No matter what Donald Trump or the GOP tells you, white nationalism — not secularism, and certainly not immigrants — is destroying America. That’s according to Stephen Mattson, writing for the progressive Christian group Sojourners.
This is the state of our “Christian” nation: Our government isn’t working, and when it does it’s on behalf of behemoth corporations and influential lobbyists. Elected officials are openly racist, sexist, and xenophobic — without consequence. Police continue to kill people of color and jails have become a modernized form of slavery. The military is mired in endless violence throughout the world, participating in wars far beyond the interests of our citizenry, and defense contractors reap the profits. Teachers are underpaid, schools underfunded, and students underfed, but our president wants to spend billions on a wall he promised our country would never have to pay for.
American Christianity brought us to this point. It preached nationalism and sanctified American imperialism — promoting Manifest Destiny as ordained by God. The prosperity gospel baptized capitalistic greed, its preachers vilified the poor, and its theologians manipulated scripture to rationalize global colonialism. Salvation was no longer personified through Jesus, but was redesigned to be a political machine, fueled by its ability to control branches of government. This methodology was packaged as “Christianity,” and the gospel became a message of gaining social power and control rather than a call to follow Jesus’ life of selfless service and sacrifice.
I would take Mattson’s criticism a step further and address something else I’ve noticed about American Christians: Many of them lack a vital sense of self-awareness when it comes to addressing their flaws. Too many of them refuse to learn from their own history, especially since it’s easier to dismiss it with a wave of No True Scotsman — our slave-owning, land-stealing ancestors obviously weren’t True Christians™.
Instead, any attempt to open their eyes and look around — or even open up a history book — is met with unjustified accusations of persecution and intolerance.
The crises we’re currently facing was directly created by — and for the benefit of — the white American church.
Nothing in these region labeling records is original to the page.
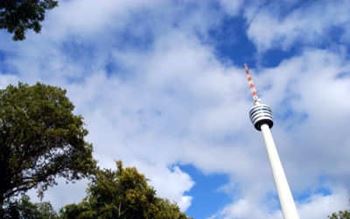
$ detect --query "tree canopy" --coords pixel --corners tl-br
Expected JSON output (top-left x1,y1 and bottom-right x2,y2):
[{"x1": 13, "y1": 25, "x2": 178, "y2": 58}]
[
  {"x1": 3, "y1": 195, "x2": 59, "y2": 219},
  {"x1": 61, "y1": 162, "x2": 188, "y2": 219},
  {"x1": 0, "y1": 0, "x2": 58, "y2": 40},
  {"x1": 0, "y1": 83, "x2": 96, "y2": 214}
]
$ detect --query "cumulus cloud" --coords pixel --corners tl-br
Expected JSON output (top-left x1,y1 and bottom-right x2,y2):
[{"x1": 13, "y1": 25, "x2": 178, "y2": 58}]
[
  {"x1": 0, "y1": 0, "x2": 350, "y2": 219},
  {"x1": 245, "y1": 1, "x2": 350, "y2": 51}
]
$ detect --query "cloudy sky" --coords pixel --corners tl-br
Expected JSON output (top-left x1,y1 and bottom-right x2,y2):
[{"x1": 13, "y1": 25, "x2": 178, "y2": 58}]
[{"x1": 0, "y1": 0, "x2": 350, "y2": 219}]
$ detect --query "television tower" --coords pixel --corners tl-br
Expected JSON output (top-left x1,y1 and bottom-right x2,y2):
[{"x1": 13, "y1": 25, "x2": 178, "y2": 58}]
[{"x1": 244, "y1": 64, "x2": 299, "y2": 219}]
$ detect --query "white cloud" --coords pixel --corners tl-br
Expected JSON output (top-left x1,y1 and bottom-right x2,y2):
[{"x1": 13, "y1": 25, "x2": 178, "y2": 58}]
[
  {"x1": 246, "y1": 1, "x2": 350, "y2": 51},
  {"x1": 210, "y1": 188, "x2": 348, "y2": 219},
  {"x1": 0, "y1": 0, "x2": 350, "y2": 218}
]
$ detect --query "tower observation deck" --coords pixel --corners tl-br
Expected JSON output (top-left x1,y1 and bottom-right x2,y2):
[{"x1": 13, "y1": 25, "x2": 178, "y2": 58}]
[{"x1": 244, "y1": 64, "x2": 299, "y2": 219}]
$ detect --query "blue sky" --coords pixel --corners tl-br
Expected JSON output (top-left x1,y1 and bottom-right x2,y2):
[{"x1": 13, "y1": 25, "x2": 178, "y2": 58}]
[{"x1": 0, "y1": 0, "x2": 350, "y2": 219}]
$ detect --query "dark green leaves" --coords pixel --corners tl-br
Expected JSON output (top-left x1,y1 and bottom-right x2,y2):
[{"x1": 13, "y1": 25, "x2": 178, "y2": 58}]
[
  {"x1": 0, "y1": 84, "x2": 95, "y2": 207},
  {"x1": 61, "y1": 162, "x2": 188, "y2": 219},
  {"x1": 0, "y1": 0, "x2": 58, "y2": 40}
]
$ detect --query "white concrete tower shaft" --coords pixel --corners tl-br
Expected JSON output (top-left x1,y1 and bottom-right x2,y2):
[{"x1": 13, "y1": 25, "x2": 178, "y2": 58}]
[{"x1": 244, "y1": 65, "x2": 299, "y2": 219}]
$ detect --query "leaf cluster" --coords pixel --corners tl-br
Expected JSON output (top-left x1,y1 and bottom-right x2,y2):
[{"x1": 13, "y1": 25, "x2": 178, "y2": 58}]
[
  {"x1": 0, "y1": 83, "x2": 96, "y2": 205},
  {"x1": 0, "y1": 0, "x2": 58, "y2": 40},
  {"x1": 3, "y1": 195, "x2": 59, "y2": 219},
  {"x1": 61, "y1": 162, "x2": 188, "y2": 219}
]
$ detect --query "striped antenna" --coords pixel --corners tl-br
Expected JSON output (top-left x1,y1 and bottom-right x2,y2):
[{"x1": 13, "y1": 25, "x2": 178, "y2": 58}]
[{"x1": 244, "y1": 64, "x2": 260, "y2": 103}]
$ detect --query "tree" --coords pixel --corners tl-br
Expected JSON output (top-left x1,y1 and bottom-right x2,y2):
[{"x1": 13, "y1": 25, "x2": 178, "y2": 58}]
[
  {"x1": 61, "y1": 162, "x2": 188, "y2": 219},
  {"x1": 0, "y1": 0, "x2": 58, "y2": 40},
  {"x1": 3, "y1": 195, "x2": 59, "y2": 219},
  {"x1": 0, "y1": 83, "x2": 96, "y2": 215},
  {"x1": 328, "y1": 211, "x2": 350, "y2": 219}
]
It’s lost the right to pander moral clichés or offer spiritual platitudes to problems it produced, even though it will inevitably continue to do so.
This isn’t a plea to return to the church or give “Christianity” another chance, this is a call to confront the broken system that is Colonial Christianity. Violent, abusive, racist, xenophobic, sexist, homophobic, ignorant, corrupt, and legalistic, it looks nothing like Christ.
Even as a Christian myself, I have nothing to argue against here. I have no idea if the version I practice is “true” Christianity, but I have learned to separate Toxic Christianity from a healthier kind: one that makes social justice a priority and doesn’t seek to bend the Constitution and impose itself on people who aren’t interested in religion.
We don’t need an expensive wall to keep the dangers out — the calls are coming from inside the house.